Evidence shows that normal epithelial cells may be involved in controlling EMT in complicated mechanisms [39]. The classical function of p53 is to be a transcription cofactor for cells in response to various environmental stresses, including cell cycle arrest, apoptosis, and senescence [40]. However, recent findings suggest that p53 restricts epithelial cell plasticity [41]. This partly occurs due to the initiation of the p53-MDM2-SLUG pathway to enhance the epithelial biomarker E-Cadherin expression [42]. p53 also negatively regulates EMT progression by enhancing miR-34a expression to inhibit its downstream Snail1 expression, a mesenchymal marker that induces EMT progression [43]. Additionally, p53 is expressed in mesenchymal cells, indicating that there may be additional molecular mechanisms involved in the maintenance of epithelial integrity. In normal epithelial cells, p53 protein expression is augmented upon different stresses, including DNA damage and hyperproliferative signals [39]. p53 is also involved in the regulation of silica induced EMT progression. Cho et al. indicated that activated TβR1 by silica induces the phosphorylation and degradation of RKIP, consequently resulting in Snail-mediated p53 suppression and the occurrence of EMT [44]. In this study, we compared the mRNA alterations and found that ANKRD22, GALNT16, LGR5, ITGA9, ELMOD1, SLC9B1, GOLGA8Q, FAM19A5, PLA2G2C, and LAIR2 were significantly changed post silica exposure when p53 was deficient. In p53-KO murine gastric epithelial (GIF-14) cells, EMT-induced plasticity is reflected in the expression of the embryonal proto-oncogene LGR5 [45], whereas the relationship between p53 and other mRNAs in EMT progression has not been reported. Further studies are warranted to confirm the alternations of these mRNAs in silica-induced p53 deficiency.
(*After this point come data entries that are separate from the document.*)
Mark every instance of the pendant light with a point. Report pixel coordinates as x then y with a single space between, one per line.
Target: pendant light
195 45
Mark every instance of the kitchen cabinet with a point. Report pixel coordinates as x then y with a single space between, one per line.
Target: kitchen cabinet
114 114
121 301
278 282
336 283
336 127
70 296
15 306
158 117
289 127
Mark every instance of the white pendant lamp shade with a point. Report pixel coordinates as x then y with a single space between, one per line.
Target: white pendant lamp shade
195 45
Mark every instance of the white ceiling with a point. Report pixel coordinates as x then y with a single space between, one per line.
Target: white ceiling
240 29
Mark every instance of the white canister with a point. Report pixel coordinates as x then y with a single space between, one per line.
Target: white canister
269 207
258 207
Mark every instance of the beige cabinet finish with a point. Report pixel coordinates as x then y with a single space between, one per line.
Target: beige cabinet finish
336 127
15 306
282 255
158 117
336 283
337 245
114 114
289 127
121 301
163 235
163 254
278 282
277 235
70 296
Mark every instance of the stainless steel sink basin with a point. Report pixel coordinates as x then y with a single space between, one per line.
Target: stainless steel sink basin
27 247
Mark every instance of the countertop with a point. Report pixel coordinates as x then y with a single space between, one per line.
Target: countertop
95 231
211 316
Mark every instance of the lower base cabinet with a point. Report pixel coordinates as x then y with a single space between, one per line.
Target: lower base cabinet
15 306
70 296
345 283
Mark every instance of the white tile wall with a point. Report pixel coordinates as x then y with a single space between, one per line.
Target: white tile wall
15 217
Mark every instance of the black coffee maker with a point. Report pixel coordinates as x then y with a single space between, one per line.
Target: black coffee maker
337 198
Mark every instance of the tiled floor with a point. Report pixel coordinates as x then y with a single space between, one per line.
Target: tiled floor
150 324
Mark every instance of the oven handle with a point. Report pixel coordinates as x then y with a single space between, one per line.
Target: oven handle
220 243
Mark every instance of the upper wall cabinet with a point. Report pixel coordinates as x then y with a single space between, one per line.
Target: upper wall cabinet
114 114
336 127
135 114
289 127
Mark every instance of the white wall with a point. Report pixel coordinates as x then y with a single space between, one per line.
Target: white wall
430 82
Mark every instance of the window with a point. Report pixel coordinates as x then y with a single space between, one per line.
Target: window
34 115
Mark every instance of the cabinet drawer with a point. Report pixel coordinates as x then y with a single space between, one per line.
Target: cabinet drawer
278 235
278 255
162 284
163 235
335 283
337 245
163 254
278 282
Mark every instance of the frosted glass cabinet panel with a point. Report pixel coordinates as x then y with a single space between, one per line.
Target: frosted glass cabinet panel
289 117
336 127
p53 regulation may be involved in EMT-related metabolic pathways. Sabine et al. suggested that treatment with calcitriol, the active vitamin D3 metabolite, activates p53 expression, and increases the repression of SNAIL, inhibiting EMT progression [46]. Fu et al. showed that restriction of phenylalanine modulates p53 and glucose metabolism in prostate cancer cells [47]. Karin et al. indicated that phenylalanine hydroxylase (PAH) is involved in the regulation of tyrosinase via p53 through the transcription of hepatocyte nuclear factor 1 alpha, which regulates melanogenesis [48]. Indeed, p53 controls multiple metabolic pathways, including glycolysis and pentose phosphate pathway, lipid, sphingolipid, amino acid, ammonia, and iron metabolism, mitochondrial biogenesis, integrity and respiration, TCA cycle, and ferroptosis [49] in normal cells, suggesting that deregulation of any associated metabolic activities contributes to several cancer and non-cancer human pathologies. Through this, it is obvious that p53 functions in metabolic pathways and displays certain cell and tissue specificity [49]. Thus, despite the classical function of the “guardian of the genome”, p53 may be better characterized as a “guardian of homeostasis”. Here, we report that phenylalanine, glyoxylate, dicarboxylate, and linoleic acid metabolism, and TCA may be involved in silica-stimuli in a p53-dependent manner. Phenylalanine metabolism belongs to amino acid metabolism. A recent study demonstrated that the retention of l-arginine, a semi exponential amino acid, increased p53 expression, and reduced the contents of pro-inflammatory cytokines in hepatic cells [50]. For TCA, the onco-metabolites stabilize the hypoxia inducible factor 1, inhibit p53 expression, and increase glutaminolysis, glycolysis, or dysregulation of EMT, suggesting that these changes in p53 and TCA-related metabolites are important driving forces of cancer pathogenesis and progression [51]. However, few studies have been reported on the p53-dependent changes in relative metabolites following silica exposure. We used integrative multiple-omics analysis to provide baseline information for further p53 studies.

Benzeneacetic acid, was one of the major compounds among the 31 substances found in the ethyl acetate extract [52]. A previous study has shown that paraquat exposure in rats increases benzeneacetic acid levels [53]. Benzeneacetic acid has also been considered as an anti-inflammatory compound with the function of inhibiting lipopolysaccharide-induced inflammation in vivo [54]. Asynchronized smooth muscle cells treated with S-diclofenac (2-[(2,6-dichlorophenyl) amino] benzene acetic acid 4-(3H-1,2,dithiol-3-thione-5-yl) phenyl ester) showed an increase in stabilization of p53 [55]. In the KEGG database, benzeneacetic acid is involved in phenylalanine metabolism, and ALDH3, feaB, and paaI are thought to promote its levels, thereby increasing phenyl-acetylglutamine. Despite these reports, a mechanistic link between benzeneacetic acid and silica induced EMT has not yet been reported. The present study confirms the major role of p53-dependent benzeneacetic acid generation in normal HBEs post the silica stimulus. Notably, increased benzeneacetic acid levels in p53-wt cells inhibited the silica-induced EMT progression. The present study suggests that certain clinical benefits of benzeneacetic acid observed with p53 existence status may be in part mediated via attenuation in silica-triggered EMT signaling events in vitro. Although the present study focuses only on the function of benzeneacetic acid in human HBE cells, one can speculate that benzeneacetic acid has the potential to modulate other EMT-related markers or pathways, and accordingly, may potentially influence multiple silica-linked physiological processes.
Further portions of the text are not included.